The piece itself takes audiences on a journey, beginning with tonal, melodic lines that often mirror themselves. Gradually, the individual parts begin traveling in different meters, depriving listeners of a pulse they can hold on to, particularly in the more subdued development section. In an energetic final section, the instruments converge with material from the exposition, only this time, with an infusion of energy characterized by a much faster tempo and stronger dynamics. Although mentally taxing at times, the work was genuinely satisfying as well as impressive.
Overall, the most impressive feature of the Adès performance is not the unquestioned technical abilities of the performers, but rather the holistic experience of listening to five instrumentalists sharing a defined musical vision. In other words, the different personalities (including that of Thomas Adès playing the piano) came to a mutual understanding, so that all members shared the same interpretation for each of the numerous musical ideas presented, maintaining these congruencies throughout the work. In doing so, the ensemble had to master an unforgiving score which often required that each individual performer execute their passages in different meters simultaneously, the effect of which was both disconcerting and dramatic.
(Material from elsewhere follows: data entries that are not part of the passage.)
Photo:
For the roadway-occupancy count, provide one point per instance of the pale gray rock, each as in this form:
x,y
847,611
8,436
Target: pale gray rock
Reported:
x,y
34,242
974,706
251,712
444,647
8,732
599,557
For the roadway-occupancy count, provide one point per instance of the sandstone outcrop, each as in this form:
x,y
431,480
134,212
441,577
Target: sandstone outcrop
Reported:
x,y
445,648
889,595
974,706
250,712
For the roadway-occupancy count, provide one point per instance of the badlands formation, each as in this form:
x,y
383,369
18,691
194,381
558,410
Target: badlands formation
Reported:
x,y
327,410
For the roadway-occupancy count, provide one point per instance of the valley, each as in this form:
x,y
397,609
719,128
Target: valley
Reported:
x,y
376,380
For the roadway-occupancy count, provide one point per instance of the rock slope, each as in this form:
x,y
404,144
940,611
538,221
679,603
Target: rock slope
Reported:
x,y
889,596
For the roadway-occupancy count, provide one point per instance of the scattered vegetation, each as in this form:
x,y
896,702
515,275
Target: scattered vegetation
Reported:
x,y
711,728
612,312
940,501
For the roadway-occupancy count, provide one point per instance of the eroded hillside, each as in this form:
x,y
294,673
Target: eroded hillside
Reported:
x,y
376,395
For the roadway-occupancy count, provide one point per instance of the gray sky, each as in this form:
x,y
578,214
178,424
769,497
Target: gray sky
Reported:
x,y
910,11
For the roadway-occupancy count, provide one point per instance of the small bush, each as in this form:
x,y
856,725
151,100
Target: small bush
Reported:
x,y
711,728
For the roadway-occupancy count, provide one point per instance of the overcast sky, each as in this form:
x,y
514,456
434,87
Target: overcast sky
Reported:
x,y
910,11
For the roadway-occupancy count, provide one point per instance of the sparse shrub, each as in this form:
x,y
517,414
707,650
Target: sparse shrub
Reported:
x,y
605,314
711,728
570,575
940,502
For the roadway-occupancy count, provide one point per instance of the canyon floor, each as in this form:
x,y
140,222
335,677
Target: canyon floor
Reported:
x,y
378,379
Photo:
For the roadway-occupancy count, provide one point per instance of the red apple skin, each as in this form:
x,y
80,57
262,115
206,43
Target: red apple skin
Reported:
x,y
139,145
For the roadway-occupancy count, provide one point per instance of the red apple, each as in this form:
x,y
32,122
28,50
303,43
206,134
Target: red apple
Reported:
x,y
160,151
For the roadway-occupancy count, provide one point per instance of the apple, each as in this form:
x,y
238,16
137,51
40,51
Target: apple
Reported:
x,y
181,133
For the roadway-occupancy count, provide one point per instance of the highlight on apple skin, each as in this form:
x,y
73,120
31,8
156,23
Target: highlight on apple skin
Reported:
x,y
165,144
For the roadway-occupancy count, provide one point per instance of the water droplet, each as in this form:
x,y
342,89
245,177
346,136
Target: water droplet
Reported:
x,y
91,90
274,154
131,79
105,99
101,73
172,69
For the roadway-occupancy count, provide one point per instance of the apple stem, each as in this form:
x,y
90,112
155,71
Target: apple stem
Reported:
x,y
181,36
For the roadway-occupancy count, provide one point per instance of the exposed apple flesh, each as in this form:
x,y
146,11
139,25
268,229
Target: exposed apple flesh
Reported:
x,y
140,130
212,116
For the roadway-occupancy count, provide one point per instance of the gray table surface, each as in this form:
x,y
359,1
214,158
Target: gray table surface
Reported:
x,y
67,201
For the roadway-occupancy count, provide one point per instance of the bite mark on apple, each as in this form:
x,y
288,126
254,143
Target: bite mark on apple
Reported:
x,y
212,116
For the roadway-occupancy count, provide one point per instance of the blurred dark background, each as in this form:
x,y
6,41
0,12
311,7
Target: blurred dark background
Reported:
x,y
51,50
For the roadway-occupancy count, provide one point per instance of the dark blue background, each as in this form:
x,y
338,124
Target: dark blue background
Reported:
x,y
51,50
Thomas Adès provides audiences with an authoritative performance of a strikingly original work.
In this recording, Franz Schubert’s well-known “Trout” Quintet appropriately complements Adès’ more contemporary work. Exemplifying Schubert’s forward-thinking compositional style, the “Trout” Quintet demonstrates how infusing classical forms with unconventional, yet delightful musical inventions can result in the creation of a highly revered classic. Thomas Adès joins members of the Belcea Quartet and bassist Corin Long in delivering an energetic and pleasurable performance of Schubert’s timeless classic.
Overall, the performance was energetic and engaging, emphasizing Schubert’s more “romantic” side. In many of the more lyrical passages, the first violinist exaggerated the phrasing somewhat more than the other instrumentalists, and often infused the performance with added intensity using very fast vibrato. Overall, one can expect a very satisfying performance from the violinist, although occasionally, overshadowing the more delicate and gentle deliveries from the other players. At times, it almost seemed as though the violinist is gifted with tremendous soloistic qualities that may be a bit too pronounced in a chamber setting.
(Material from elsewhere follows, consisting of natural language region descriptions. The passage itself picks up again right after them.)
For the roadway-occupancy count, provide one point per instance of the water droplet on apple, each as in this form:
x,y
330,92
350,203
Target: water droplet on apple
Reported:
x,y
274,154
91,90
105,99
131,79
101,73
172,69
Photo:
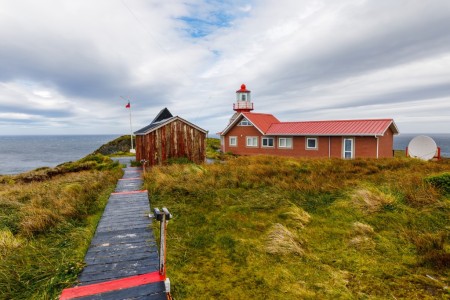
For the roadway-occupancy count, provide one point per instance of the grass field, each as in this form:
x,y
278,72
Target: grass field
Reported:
x,y
47,218
283,228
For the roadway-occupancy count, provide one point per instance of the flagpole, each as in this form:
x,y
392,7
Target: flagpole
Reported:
x,y
131,131
132,150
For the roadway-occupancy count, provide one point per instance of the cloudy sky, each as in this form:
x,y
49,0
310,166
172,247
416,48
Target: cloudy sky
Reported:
x,y
65,65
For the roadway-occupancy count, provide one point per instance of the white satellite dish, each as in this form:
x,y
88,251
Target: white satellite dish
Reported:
x,y
422,147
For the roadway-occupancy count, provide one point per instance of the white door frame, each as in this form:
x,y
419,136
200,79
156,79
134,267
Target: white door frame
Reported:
x,y
352,148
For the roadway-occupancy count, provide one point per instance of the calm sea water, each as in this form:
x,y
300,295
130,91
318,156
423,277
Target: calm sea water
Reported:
x,y
24,153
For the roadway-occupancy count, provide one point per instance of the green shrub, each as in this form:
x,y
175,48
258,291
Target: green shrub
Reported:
x,y
441,181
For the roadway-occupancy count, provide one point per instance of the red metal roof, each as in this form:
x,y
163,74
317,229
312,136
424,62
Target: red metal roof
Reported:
x,y
243,89
339,127
261,121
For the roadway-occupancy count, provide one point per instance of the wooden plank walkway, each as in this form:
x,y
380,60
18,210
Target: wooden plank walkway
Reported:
x,y
123,254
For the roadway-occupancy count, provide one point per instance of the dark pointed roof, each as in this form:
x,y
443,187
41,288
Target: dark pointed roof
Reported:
x,y
163,116
161,119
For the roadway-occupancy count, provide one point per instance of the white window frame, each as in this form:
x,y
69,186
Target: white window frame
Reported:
x,y
351,151
285,146
245,122
316,147
267,138
230,138
253,139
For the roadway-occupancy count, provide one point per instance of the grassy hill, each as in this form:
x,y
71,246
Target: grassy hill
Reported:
x,y
283,228
47,218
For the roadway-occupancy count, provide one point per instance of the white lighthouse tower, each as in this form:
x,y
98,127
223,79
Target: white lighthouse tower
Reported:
x,y
243,102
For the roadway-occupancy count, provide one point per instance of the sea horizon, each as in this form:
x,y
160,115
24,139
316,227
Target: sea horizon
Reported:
x,y
22,153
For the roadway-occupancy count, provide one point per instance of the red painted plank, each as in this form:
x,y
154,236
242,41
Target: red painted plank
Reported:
x,y
113,285
130,192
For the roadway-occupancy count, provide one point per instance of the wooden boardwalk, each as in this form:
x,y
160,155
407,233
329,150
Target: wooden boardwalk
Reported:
x,y
122,260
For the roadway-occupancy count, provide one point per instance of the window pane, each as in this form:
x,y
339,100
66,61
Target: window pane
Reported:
x,y
289,143
348,145
311,143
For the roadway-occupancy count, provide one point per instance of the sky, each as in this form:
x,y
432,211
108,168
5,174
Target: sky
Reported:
x,y
70,67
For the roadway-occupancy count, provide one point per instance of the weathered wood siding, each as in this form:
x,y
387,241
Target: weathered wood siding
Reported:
x,y
175,139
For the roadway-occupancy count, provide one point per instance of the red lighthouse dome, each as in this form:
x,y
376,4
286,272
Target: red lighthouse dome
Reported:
x,y
243,100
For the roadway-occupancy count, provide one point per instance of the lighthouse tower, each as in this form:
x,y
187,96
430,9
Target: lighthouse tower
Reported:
x,y
243,102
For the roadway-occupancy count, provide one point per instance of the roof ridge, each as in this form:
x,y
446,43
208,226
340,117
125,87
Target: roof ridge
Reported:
x,y
349,120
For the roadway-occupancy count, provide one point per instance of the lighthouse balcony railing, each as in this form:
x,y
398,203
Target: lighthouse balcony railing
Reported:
x,y
243,105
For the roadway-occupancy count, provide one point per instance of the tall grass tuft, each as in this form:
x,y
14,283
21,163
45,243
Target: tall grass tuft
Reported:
x,y
47,218
265,227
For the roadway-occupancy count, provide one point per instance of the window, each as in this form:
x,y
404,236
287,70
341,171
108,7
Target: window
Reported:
x,y
233,141
348,148
311,144
267,142
285,143
245,122
252,141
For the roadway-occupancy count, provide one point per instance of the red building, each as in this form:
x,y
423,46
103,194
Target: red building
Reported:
x,y
255,133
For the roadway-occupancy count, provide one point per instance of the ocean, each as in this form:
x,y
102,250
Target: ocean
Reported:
x,y
19,154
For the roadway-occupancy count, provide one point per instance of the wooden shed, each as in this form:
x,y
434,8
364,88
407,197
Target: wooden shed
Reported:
x,y
170,137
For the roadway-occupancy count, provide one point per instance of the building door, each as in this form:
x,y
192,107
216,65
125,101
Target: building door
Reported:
x,y
348,151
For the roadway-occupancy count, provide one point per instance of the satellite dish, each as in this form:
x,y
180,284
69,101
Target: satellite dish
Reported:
x,y
422,147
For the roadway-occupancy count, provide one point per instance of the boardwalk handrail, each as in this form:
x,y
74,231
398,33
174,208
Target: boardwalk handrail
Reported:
x,y
163,217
Among things to look forward to in the Schubert are beautiful and well balanced lyrical lines from the viola and cello. The string bass provides solid rhythmic accompaniment with a warm tone. Tempos for the first and third movements are generally on the fast side, lending the performance some excitement. For those familiar with this Schubert signature, and even for those who have yet to experience this legendary quintet, this recording is both enjoyable and rewarding.